In accordance with the techniques described herein, the generation module 116 generates several reference images 118, such as a first reference image 310, a second reference image 312, and a third reference image 314. In this example, the first, second and third reference images 310, 312, and 314 have a CLIP cosine similarity score above a threshold, e.g., equal to or above 0.3095. Accordingly, the reference images exhibit a relatively high perceptual similarity to semantic properties of the text input 122.

The second example 304 depicts an initial view 316 of a three-dimensional representation of a digital environment, e.g., a digital model 124 of an automobile. The generation module 116 receives a text input 122 that includes a text string “maybe try the round design of the front headlights and see how it looks aesthetically?” Accordingly, the text input 122 describes a feature of the three-dimensional representation, e.g., the front headlight of the car. A red circle in the initial view 316 denotes a location of the feature.

In accordance with the techniques described herein, the generation module 116 generates several reference images 118, such as a first reference image 318, a second reference image 320, and a third reference image 322. As in the first example 302, in this second example 304 the first, second and third reference images 318, 320, and 322 have a CLIP cosine similarity score above a threshold. Accordingly, the reference images exhibit a relatively high perceptual similarity to semantic properties of the text input 122 and display a desirable view of the front headlight.

The third example 306 depicts an initial view 324 of a three-dimensional representation of a digital environment, e.g., a digital model 124 of a character wearing a headband and holding a sword. The generation module 116 receives a text input 122 that includes a text string “I would love to make the color of the orange headband slightly darker to better match with the overall outfit.” Accordingly, the text input 122 describes a feature of the three-dimensional representation, e.g., the orange headband. A red circle in the initial view 324 denotes a location of the feature.

In accordance with the techniques described herein, the generation module 116 generates several reference images 118, such as a first reference image 326, a second reference image 328, and a third reference image 330. As in the first example 302 and the second example 304, in this third example 306 the first, second and third reference images 326, 328, and 330 have a CLIP cosine similarity score above a threshold. The reference images thus exhibit a relatively high perceptual similarity to semantic properties of the text input 122 and display a desirable view of the headband. Accordingly, the techniques described herein are able to generate reference images 118 that depict desirable views for a variety of types of digital models 124.

Reference Digital Image Editing

In one or more examples, the generation module 116 further includes an edit module 212 that is operable to apply one or more edits to the reference image 118 to generate an edited reference image 214. The one or more edits, for instance, are based on one or more of the digital model 124, the text input 122, the view of the reference image 118, and/or an additional input to the edit module 212 such as an edit input 216. In various examples, the edit module 212 leverages one or more rapid design layers to apply the one or more edits. As discussed in the following examples, a variety of editing modalities and techniques are contemplated.

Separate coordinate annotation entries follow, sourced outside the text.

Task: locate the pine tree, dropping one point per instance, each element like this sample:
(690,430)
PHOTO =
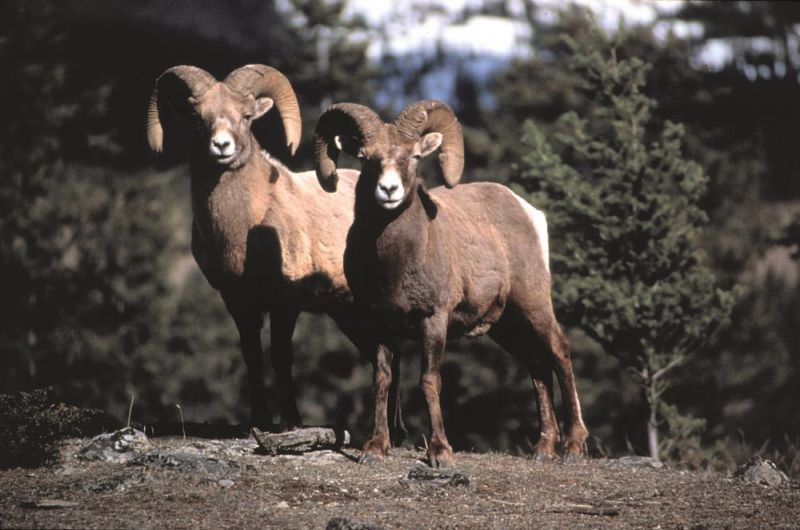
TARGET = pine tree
(627,262)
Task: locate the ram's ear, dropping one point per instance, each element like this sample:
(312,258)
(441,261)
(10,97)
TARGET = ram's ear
(263,104)
(428,204)
(429,143)
(349,144)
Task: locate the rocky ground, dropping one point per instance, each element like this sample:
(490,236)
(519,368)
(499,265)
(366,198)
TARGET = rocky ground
(199,483)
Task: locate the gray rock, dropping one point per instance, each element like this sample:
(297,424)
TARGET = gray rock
(117,483)
(637,461)
(301,440)
(117,446)
(761,471)
(48,504)
(421,474)
(340,523)
(184,462)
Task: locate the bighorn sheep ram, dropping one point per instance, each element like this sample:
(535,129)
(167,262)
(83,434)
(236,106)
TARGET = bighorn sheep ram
(268,239)
(443,263)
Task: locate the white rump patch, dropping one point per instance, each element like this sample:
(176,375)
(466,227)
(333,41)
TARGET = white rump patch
(539,221)
(389,190)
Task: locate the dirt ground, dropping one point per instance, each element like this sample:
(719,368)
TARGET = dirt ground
(224,483)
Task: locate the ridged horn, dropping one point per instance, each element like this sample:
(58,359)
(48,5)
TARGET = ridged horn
(265,81)
(430,115)
(349,119)
(176,85)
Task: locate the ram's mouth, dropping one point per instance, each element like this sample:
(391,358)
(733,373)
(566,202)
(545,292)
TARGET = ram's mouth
(224,159)
(390,204)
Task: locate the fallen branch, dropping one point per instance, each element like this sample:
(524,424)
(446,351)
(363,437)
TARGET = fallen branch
(301,441)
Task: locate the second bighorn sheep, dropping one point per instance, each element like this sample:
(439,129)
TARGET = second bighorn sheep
(270,240)
(438,264)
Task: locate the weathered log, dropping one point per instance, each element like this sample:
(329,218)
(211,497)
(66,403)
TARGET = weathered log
(301,440)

Generally, the edit input 216 specifies a change to a feature of the three-dimensional representation of the digital environment. In various examples, the edit module 212 receives the edit input 216 supplemental to the input 120 such as an additional text string that is received in the user interface 110, one or more strokes drawn on the digital model 124 and/or on the reference image 118, an action to create a bounding box on the digital model 124 and/or on the reference image 118, an action to define a region on the digital model 124 and/or on the reference image 118, etc.

Additionally or alternatively, the edit module 212 extracts the edit input 216 from the input 120 used to generate the reference image 118, such as by leveraging a large language model. For instance, the edit module 212 leverages one or more large language models to comprehend the text input 122 and/or to extract one or more portions of the text input 122 that describe one or more changes to the digital model 124. Based on the edit input 216, the edit module 212 is operable to apply the change to the reference image 118 using one or more of the following techniques.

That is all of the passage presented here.